New Zealand denies any involvement.

Environmentalist Ian Karaka says tourists visit the region because it is a pristine environment but for more than two years the vessel has held unwanted asbestos removed from local schools and government buildings.

Of late, its been leaking.

"We asked Australia and New Zealand for help with the disposal...and they have done that but as far as this particular chemical they both don't want it back," says Tangata Vavia, Minister of the Cook Island Investment Corporation.

However, no sooner had the government rushed to okay the dump and scuttling last week that countless truck loads of asbestos wrapped in black plastic were taken from Cook Islands Investment Corporation stockpiles around the island to the wharf for loading on to Miss Mataroa.

The entire episode was done without any public consultation, without disclosure of how maritime and legal issues have been dealt with and without any proactive communication.

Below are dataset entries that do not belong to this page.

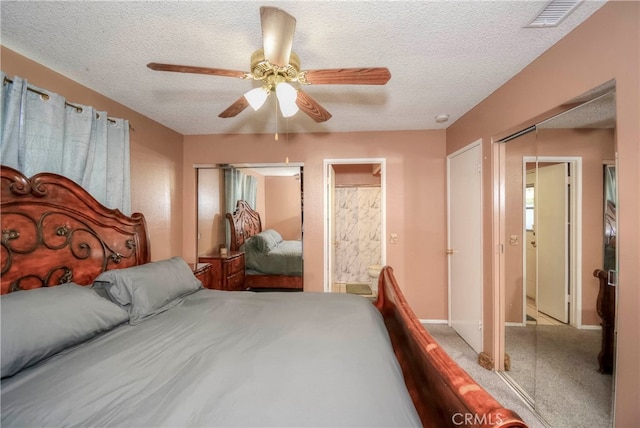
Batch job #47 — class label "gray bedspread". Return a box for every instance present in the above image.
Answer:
[1,290,420,427]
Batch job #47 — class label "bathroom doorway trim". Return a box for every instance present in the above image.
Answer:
[322,158,387,293]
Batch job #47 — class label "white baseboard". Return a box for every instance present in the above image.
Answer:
[420,320,449,324]
[580,324,602,330]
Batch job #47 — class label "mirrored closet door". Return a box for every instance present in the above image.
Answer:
[499,82,617,426]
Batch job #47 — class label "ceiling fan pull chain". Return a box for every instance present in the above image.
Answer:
[274,99,278,141]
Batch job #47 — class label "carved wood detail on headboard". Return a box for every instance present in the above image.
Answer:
[0,166,150,294]
[225,200,262,251]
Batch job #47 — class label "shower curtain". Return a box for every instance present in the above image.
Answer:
[334,186,381,284]
[223,167,258,248]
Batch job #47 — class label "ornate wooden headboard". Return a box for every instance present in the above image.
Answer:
[226,200,262,251]
[0,166,150,294]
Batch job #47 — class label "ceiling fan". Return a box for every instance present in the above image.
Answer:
[147,6,391,122]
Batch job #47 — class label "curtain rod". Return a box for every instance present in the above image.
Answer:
[2,77,135,131]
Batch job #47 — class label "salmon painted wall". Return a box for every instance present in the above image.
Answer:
[447,1,640,427]
[183,131,447,319]
[0,46,182,260]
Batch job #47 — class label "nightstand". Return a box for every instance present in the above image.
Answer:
[198,251,246,291]
[189,263,211,288]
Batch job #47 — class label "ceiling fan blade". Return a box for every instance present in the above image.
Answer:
[260,6,296,67]
[301,67,391,85]
[296,90,331,122]
[218,95,249,119]
[147,62,248,79]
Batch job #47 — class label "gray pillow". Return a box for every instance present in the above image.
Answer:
[264,229,284,245]
[0,283,129,378]
[94,257,202,325]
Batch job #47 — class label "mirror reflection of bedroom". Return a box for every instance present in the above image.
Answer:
[501,82,617,426]
[196,164,303,291]
[328,160,384,299]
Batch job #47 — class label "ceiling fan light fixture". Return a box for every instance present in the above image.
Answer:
[244,86,269,110]
[276,82,298,117]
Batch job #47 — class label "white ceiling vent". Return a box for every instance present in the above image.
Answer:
[525,0,583,28]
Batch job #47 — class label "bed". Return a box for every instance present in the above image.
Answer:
[0,167,526,427]
[226,200,303,291]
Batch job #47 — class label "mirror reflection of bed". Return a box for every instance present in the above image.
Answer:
[196,164,303,291]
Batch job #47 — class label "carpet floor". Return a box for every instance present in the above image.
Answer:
[424,324,612,428]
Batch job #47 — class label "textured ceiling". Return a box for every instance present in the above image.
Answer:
[0,0,604,135]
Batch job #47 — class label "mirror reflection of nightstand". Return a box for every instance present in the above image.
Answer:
[198,251,246,291]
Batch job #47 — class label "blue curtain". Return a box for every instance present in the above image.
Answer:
[0,72,131,215]
[224,167,258,247]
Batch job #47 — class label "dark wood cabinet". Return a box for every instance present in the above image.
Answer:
[189,263,212,288]
[198,251,246,291]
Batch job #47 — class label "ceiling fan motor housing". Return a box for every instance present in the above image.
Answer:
[251,49,300,83]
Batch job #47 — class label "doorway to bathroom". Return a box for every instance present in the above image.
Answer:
[324,158,386,298]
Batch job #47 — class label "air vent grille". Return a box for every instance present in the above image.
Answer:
[525,0,583,28]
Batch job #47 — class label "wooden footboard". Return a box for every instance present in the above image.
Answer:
[375,266,527,428]
[245,273,302,291]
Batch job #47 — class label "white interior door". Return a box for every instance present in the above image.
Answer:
[447,142,482,353]
[535,162,569,323]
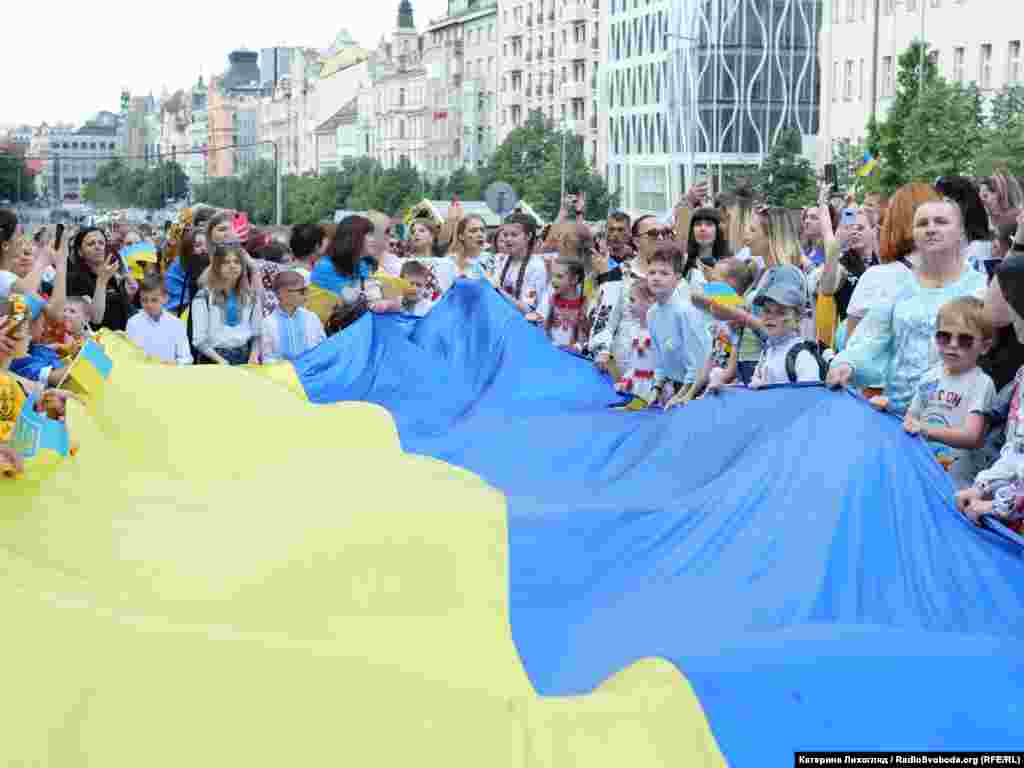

Several months ago, an expert from one of the United Nations agencies regarding the safe disposal of asbestos visited the Cook Islands.

At the time, the relevant Minister and various departmental heads including Ministry of Works, Energy, and Physical Planning, and Cook Islands Investment Corporation, showed him the Recycle Cook Islands complex in Ngatangiia where the asbestos was being temporarily being held.

The plan as told to the visiting consultant was for the asbestos to be wrapped and then buried in a suitable watertight site.

Obviously someone decided otherwise.

Concern for the Pacific centers around whether the scuttling of the Miss Mataroa could open the flood gates as a cheap option to get rid of unwanted waste.

The Cook Island News put it this way:

"The sinking, by government, of the asbestos laden ship, will become an epic Pacific story akin to the drama of nuclear testing. Only time will tell if, on another day in the future, history and the rest of the world will appreciate the significance of this first South Pacific scuttling of a ship containing asbestos waste."


The following is from Pacific Magazine.

Cook Islands Defends Asbestos Dumping Decision

A Cook Islands government department has defended the decision to dump asbestos laden building materials in the ocean reports Radio Australia.

The dumping has been condemned locally, with local environmentalist Ian Karaka telling Radio New Zealand International that tourists visit the region because it is a pristine environment but for more than two years the vessel has held unwanted asbestos removed from local schools and government buildings.

The ship Miss Mataroa was filled with 300 tonnes of cement sheeting, containing asbestos and scuttled five nautical miles off the Cook Islands.

It's now 4000 metres below sea level.

The Legal Manager for the Cook Islands Investment Corporation, Lloyd Miles says the dumping was legal.

"Under the London Convention, there are six exceptions to dumping of industrial waste and one of them is uncontaminated, inert geological material and we believe this fell under that exception."